A Supreme Court ruling handed down this week casts doubt on how the state government has calculated stamp duty on mining company takeovers, potentially overcharging miners tens of millions of dollars over more than a decade.
Most notably, it rejected the Commissioner of State Revenue’s long-held view that there is little, if any, goodwill in the value of mining companies.
This week’s ruling related to Barrick Gold’s 2006 takeover of Placer Dome, which at the time was the world’s largest gold deal
The commissioner spent seven years calculating how much stamp duty was payable on the Barrick transaction.
In 2013, the commissioner determined that Barrick had to pay $54.8 million in stamp duty on the basis that Placer Dome had land in Western Australia valued at just above $1 billion.
Barrick went to the State Administrative Tribunal (SAT) seeking to overturn the decision, but its appeal was dismissed.
The Court of Appeal has now granted Barrick the right to go back to the SAT and seek a new ruling, and in so doing it has concluded the methodology employed by the commissioner and accepted by the SAT was flawed.
This week’s ruling is the latest in a string of disputes concerning stamp duty assessments facing 'landholder’ companies in WA.
It comes just days after the state budget included a $169 million stamp duty windfall from a single ‘property’ transaction, with an unnamed party.
It also comes soon after ASX-listed Independence Group disclosed it had paid $52.5 million in stamp duty, based on the interim assessment of its $1.8 billion takeover of Sirius Resources in 2015.
EY Law, which represented Barrick Gold, said this week’s ruling provided more clarity.
In a client note, EY said it followed a number of decisions in the SAT that created significant uncertainty as to the basis on which the commissioner and taxpayers should approach the valuation of land, including mining tenements, and the separation of business value.

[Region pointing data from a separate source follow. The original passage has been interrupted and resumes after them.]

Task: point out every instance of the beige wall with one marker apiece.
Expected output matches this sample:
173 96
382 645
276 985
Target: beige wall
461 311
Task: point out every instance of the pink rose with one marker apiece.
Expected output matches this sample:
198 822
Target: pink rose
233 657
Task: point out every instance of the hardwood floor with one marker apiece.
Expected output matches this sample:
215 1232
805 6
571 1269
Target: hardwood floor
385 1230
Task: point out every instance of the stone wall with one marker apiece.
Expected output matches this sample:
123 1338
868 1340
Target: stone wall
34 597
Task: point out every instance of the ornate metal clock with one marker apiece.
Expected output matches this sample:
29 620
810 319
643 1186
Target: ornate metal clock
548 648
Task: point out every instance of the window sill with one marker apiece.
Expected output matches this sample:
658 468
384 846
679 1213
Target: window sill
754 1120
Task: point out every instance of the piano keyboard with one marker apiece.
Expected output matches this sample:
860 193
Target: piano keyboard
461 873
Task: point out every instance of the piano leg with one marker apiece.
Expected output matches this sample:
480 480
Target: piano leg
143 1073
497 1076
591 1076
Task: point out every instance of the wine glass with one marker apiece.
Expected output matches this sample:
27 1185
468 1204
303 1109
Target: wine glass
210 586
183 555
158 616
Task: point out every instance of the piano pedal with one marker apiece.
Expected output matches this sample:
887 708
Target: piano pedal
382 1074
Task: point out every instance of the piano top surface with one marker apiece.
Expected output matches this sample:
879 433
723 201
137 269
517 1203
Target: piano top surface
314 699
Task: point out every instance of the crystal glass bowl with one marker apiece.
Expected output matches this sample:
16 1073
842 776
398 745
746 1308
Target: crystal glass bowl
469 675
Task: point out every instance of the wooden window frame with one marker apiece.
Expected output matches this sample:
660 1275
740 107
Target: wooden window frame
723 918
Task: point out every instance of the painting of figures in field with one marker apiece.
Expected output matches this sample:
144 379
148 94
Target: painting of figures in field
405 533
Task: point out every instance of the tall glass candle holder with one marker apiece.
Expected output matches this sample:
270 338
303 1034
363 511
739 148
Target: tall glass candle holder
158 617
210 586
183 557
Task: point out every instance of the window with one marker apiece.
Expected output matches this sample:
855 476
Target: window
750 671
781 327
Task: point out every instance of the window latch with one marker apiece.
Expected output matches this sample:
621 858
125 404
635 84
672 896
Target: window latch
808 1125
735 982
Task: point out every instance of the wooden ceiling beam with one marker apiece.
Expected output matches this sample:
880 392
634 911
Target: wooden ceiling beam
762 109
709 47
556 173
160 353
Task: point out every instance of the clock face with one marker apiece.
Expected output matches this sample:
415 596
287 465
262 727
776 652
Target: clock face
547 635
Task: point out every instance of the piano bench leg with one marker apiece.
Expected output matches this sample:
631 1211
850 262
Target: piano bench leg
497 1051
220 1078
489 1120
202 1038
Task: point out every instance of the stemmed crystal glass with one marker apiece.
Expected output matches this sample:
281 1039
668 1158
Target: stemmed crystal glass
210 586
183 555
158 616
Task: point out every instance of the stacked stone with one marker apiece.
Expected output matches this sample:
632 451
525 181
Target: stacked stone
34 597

“The WA commissioner has consistently maintained there is little goodwill value in any mining business,” EY said.
“This is in direct contrast to the decision of the NT Court of Appeal in (the Alcan ruling), which held there was significant goodwill in a bauxite mining and alumina processing business for NT land rich duty purposes.”
In the Barrick case, a key question was whether the company was a listed landholder corporation.

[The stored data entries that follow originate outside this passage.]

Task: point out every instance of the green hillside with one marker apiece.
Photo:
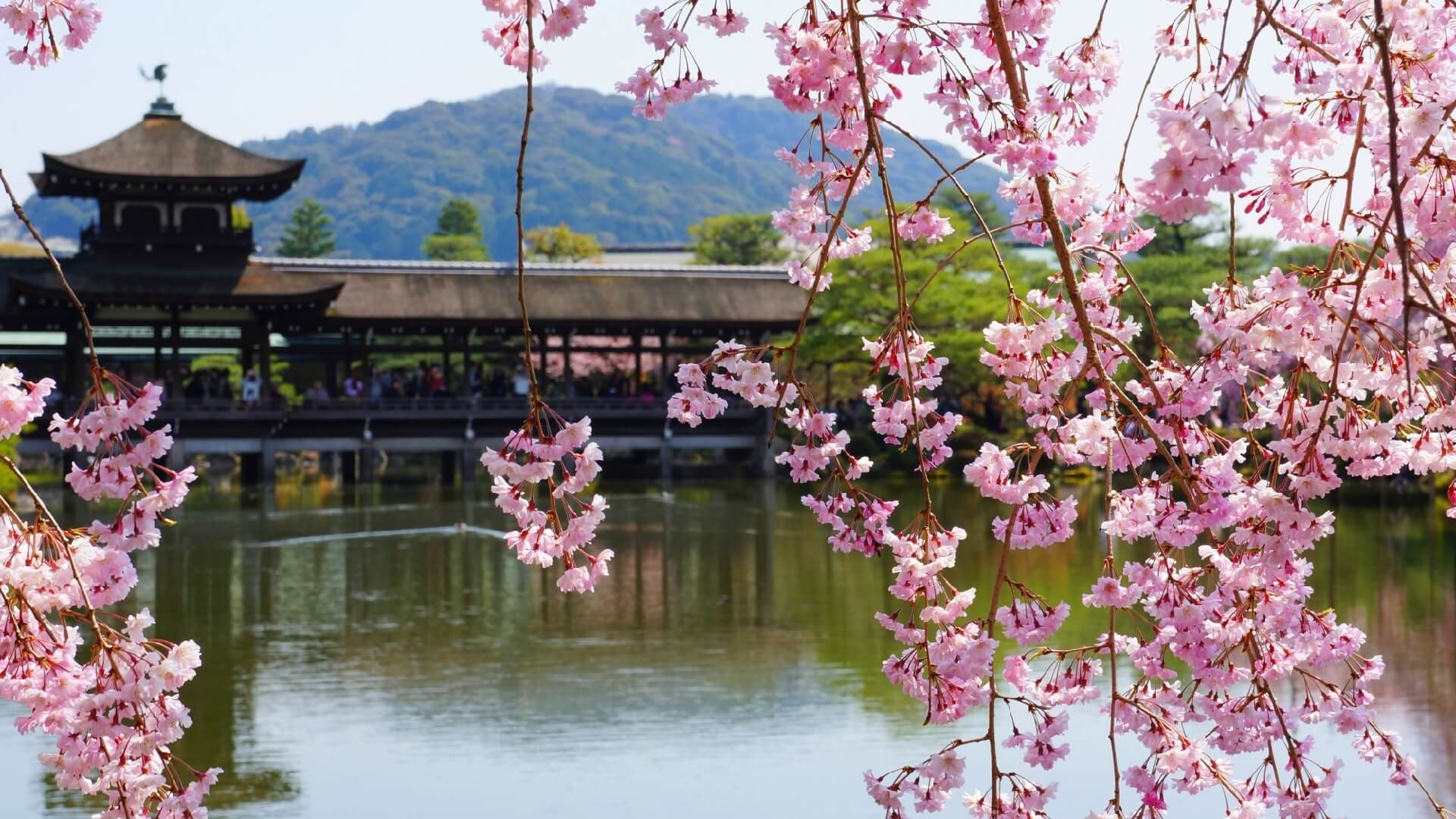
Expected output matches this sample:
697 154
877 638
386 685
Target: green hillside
592 165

That turned on whether the value of all the land to which it was entitled, whether situated in WA or elsewhere, was 60 per cent or more of the value of all the property to which it was entitled.
Barrick argued the value of Plutonic’s land was less than 60 per cent of the total, with the balance comprising intangible assets such as goodwill.

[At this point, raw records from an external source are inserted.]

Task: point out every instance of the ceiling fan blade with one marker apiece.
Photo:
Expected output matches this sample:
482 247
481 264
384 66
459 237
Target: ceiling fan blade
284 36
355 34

“On the other hand, the commissioner contended that (Placer) had no goodwill of any value, because goodwill must give rise to future revenues expected to be derived from (its) goldmining operations, and the value of those future revenues determines the value of the land from which the gold would be produced,” the Court of Appeal stated in its judgement.
The court said Barrick’s appeal was based on two fundamental propositions, and it agreed with both.
First, the SAT failed to distinguish between the value of the land held by Plutonic and the value of the business which it conducted using that land.
Second, the valuation methodology relied upon the use of gold futures prices, where available.
“The evidence clearly established that gold futures are in essence financial instruments and are not properly viewed as a reliable estimate of the future price of gold,” the Court of Appeal ruled.
The Court was told Barrick always relied upon a forecast gold price derived from an average or consensus of the forecast gold price assessed by leading gold analysts.
The applicability of this ruling to transactions in WA will be affected by legislative amendments in 2008 (which removed the 60 per cent test) and 2014.
Nonetheless, the ruling will be relevant to the valuation of land under the existing landholder regime.
Business advisers have told Business News there are multiple transactions that have not been finally assessed because the parties involved were awaiting this week’s ruling.